Target Connections
Target Connections are based on the URI standard. It means Flexter can access different locations and protocols defined by the path.
protocol://user:password@hostname:port/path?param=value#param=value
file://
ftp:// ftps://
hdfs:// maprfs://
s3a://
jdbc:xyz://
snowflake://
bigquery://
mongodb://
redshift://
Support of jdbc protocols:
jdbc:bigquery:
jdbc:derby:
jdbc:sqlserver:
jdbc:mariadb
jdbc:mysql
jdbc:oracle:
jdbc:postgresql:
jdbc:redshift:
jdbc:snowflake:
jdbc:teradata:
Some of these protocols require you to provide a username and password. In all cases it’s possible to use the parameters or configuration files to define them. For some, you can specify the username and password directly in the URI path, e.g. for FTP.
-u, --out-user USER Output user
-p, --out-password PASSWORD Output password
The Target Formats can be split into three types:
1. File based
2. Hive
3. JDBC
All three types have the following parameters in common:
-S, --savemode SAVEMODE Save Mode when table, directory or file
exists or when getting the output tables's DDL
[e]rror, [a]ppend, [o]verwrite, [i]gnore, [w]riteschema, [p]rintschema
default: append
-Y, --out-part PARTITIONS Number of partitions for writing data
-N, --unified-fks Unified FKs in composite columns.
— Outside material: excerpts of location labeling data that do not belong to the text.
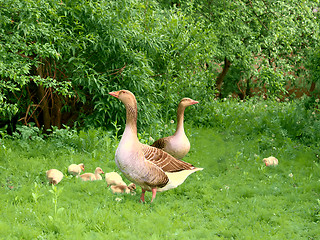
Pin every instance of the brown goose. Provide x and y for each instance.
(54, 176)
(149, 167)
(75, 169)
(92, 176)
(178, 144)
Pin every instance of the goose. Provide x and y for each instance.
(54, 176)
(151, 168)
(75, 169)
(113, 178)
(178, 144)
(92, 176)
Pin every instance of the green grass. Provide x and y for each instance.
(234, 197)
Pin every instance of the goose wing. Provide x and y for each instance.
(163, 160)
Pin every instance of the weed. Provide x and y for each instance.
(235, 197)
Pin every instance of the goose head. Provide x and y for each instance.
(81, 165)
(99, 170)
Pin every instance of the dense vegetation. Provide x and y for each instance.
(234, 197)
(252, 65)
(59, 59)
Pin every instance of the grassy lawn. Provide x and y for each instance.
(234, 197)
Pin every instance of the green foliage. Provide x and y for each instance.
(267, 40)
(274, 121)
(235, 196)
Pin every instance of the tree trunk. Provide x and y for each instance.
(56, 111)
(43, 100)
(222, 75)
(312, 87)
(45, 107)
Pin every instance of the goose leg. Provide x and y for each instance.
(154, 192)
(142, 195)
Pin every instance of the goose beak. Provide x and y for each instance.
(115, 94)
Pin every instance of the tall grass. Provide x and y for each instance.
(235, 197)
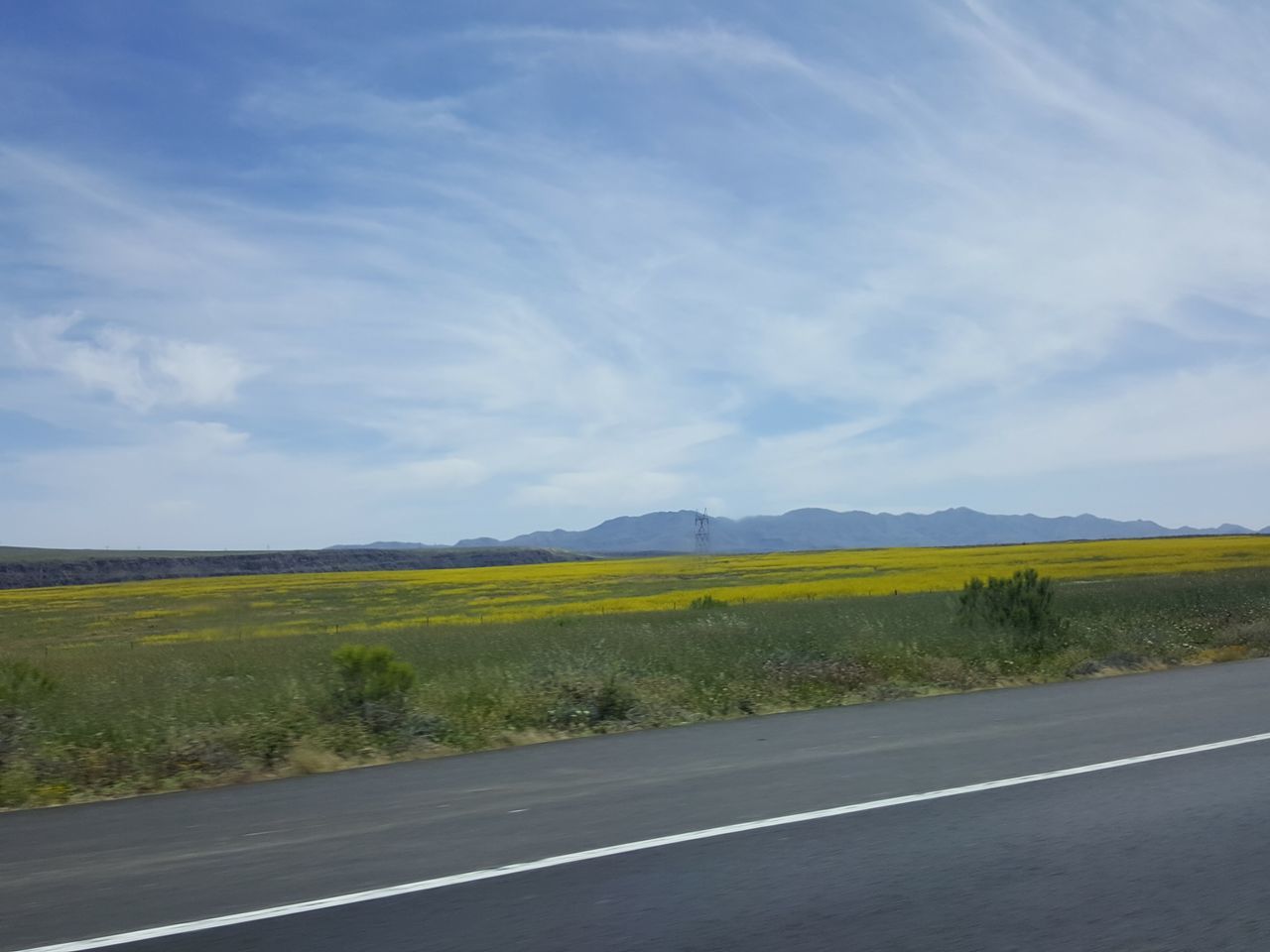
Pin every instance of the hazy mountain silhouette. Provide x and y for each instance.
(825, 529)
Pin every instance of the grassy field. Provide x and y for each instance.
(159, 685)
(372, 604)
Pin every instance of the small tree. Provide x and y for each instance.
(372, 685)
(1023, 606)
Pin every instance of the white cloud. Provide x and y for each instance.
(558, 284)
(140, 372)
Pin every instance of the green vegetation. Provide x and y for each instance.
(373, 687)
(1023, 606)
(117, 716)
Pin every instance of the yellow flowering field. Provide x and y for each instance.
(363, 603)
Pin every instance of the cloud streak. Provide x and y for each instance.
(508, 275)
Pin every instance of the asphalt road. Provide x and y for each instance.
(1170, 855)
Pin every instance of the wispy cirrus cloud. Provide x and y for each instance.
(544, 271)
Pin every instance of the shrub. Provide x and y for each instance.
(585, 703)
(372, 685)
(707, 602)
(1023, 606)
(22, 685)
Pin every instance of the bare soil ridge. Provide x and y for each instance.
(31, 569)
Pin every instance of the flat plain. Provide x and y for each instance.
(190, 682)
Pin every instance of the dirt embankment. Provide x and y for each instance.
(93, 570)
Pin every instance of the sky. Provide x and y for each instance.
(293, 275)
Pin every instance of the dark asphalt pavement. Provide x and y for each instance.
(1161, 856)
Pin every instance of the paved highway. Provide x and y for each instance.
(1164, 855)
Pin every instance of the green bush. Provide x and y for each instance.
(1021, 606)
(372, 685)
(707, 602)
(22, 687)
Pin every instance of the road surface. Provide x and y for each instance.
(1162, 855)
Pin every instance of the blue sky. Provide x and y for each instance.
(294, 275)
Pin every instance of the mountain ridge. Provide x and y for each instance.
(811, 529)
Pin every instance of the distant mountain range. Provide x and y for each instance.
(824, 529)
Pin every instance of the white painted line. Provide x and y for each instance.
(457, 879)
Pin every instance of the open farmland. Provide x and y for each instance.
(358, 604)
(168, 684)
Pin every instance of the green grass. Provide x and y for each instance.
(128, 717)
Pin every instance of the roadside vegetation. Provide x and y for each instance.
(114, 715)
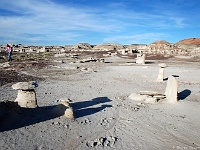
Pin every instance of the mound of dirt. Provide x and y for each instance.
(195, 41)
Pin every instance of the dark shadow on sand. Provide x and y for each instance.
(81, 110)
(12, 116)
(184, 94)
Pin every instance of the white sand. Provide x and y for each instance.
(105, 117)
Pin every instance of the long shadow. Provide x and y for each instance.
(184, 94)
(81, 110)
(176, 76)
(12, 116)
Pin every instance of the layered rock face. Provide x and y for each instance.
(187, 47)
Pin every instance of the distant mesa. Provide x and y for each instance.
(195, 41)
(160, 42)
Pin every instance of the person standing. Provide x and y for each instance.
(9, 50)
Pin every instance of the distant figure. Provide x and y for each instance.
(9, 50)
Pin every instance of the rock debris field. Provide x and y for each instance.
(106, 114)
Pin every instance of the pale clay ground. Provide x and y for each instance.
(105, 117)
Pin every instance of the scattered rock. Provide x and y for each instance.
(151, 100)
(103, 142)
(26, 96)
(137, 97)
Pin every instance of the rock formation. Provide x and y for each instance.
(140, 58)
(161, 72)
(171, 91)
(26, 96)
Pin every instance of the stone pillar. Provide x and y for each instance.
(171, 91)
(26, 96)
(140, 58)
(123, 52)
(161, 72)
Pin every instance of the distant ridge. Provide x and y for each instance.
(190, 41)
(160, 42)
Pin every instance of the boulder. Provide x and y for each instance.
(137, 97)
(25, 85)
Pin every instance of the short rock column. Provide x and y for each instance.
(26, 96)
(161, 72)
(140, 58)
(171, 91)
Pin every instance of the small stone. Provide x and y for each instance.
(151, 100)
(25, 85)
(137, 97)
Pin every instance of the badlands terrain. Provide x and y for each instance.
(99, 88)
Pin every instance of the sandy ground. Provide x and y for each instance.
(105, 118)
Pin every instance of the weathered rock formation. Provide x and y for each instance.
(171, 91)
(161, 72)
(26, 94)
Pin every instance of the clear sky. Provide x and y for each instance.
(68, 22)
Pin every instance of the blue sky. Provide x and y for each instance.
(68, 22)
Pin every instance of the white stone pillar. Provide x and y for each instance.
(161, 72)
(140, 58)
(26, 96)
(171, 91)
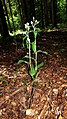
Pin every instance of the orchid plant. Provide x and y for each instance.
(33, 67)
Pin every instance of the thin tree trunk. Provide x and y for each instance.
(54, 9)
(3, 24)
(11, 14)
(7, 15)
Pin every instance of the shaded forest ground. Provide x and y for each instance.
(46, 97)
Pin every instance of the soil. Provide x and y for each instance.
(46, 96)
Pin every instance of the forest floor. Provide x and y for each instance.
(44, 98)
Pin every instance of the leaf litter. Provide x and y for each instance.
(44, 98)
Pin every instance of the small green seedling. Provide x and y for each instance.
(33, 64)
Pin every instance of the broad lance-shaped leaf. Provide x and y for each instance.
(29, 57)
(21, 61)
(32, 71)
(34, 46)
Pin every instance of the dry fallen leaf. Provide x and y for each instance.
(30, 112)
(60, 117)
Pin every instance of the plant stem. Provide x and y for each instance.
(29, 53)
(35, 55)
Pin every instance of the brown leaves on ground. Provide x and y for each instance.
(44, 98)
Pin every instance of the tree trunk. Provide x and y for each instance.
(29, 9)
(54, 10)
(6, 12)
(66, 7)
(3, 24)
(11, 14)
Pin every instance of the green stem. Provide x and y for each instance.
(29, 53)
(35, 56)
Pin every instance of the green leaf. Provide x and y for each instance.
(38, 30)
(35, 34)
(32, 71)
(34, 46)
(21, 61)
(40, 65)
(29, 57)
(24, 38)
(42, 52)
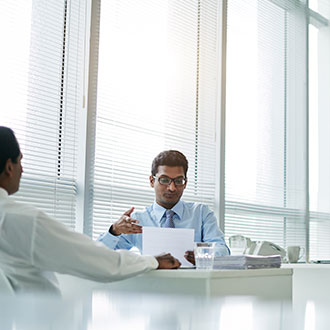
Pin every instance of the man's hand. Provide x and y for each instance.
(126, 225)
(189, 255)
(166, 261)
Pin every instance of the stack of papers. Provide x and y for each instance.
(247, 262)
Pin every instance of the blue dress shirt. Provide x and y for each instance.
(187, 215)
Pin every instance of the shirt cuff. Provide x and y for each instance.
(109, 240)
(152, 261)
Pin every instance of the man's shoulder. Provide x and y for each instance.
(15, 207)
(195, 205)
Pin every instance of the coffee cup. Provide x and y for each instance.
(295, 253)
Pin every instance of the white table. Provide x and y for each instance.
(273, 283)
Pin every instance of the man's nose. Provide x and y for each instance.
(171, 186)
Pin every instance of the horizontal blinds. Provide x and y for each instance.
(153, 57)
(43, 110)
(265, 170)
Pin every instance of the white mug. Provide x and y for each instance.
(294, 253)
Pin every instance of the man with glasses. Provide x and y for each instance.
(33, 245)
(169, 180)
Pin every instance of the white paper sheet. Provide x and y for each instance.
(176, 241)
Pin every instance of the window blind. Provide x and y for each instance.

Only
applicable when Reuse optimisation is applied
default: false
--reset-pks Reset primary keys restarting them from 1.
Not recommended for production use.
default: false
--out-opt PROP=VALUE,... Extra options for Spark dataFrame writer,
ex:prop1=value1,prop2=value2
-r, --out-prefix PREFIX Append a prefix in each output table name
-y, --out-suffix SUFFIX Append a suffix in each output table name
--rename [IDX=|NAME=]NEW_NAME,...
Rename a table or multiple tables by index
(1,2,3...) or by its original name
--namemode MODE Change the table/column original names to:
- "": Keep original names
- [l]ower: to lower case.
- [u]pper: to upper case.
- [c]camelcase: Remove separators
and keep words separated by case.
Unified foreign keys is an alternative way for the ER normalization. It merges all foreign keys into two other columns: one to store the table name and another table to store the foreign key value.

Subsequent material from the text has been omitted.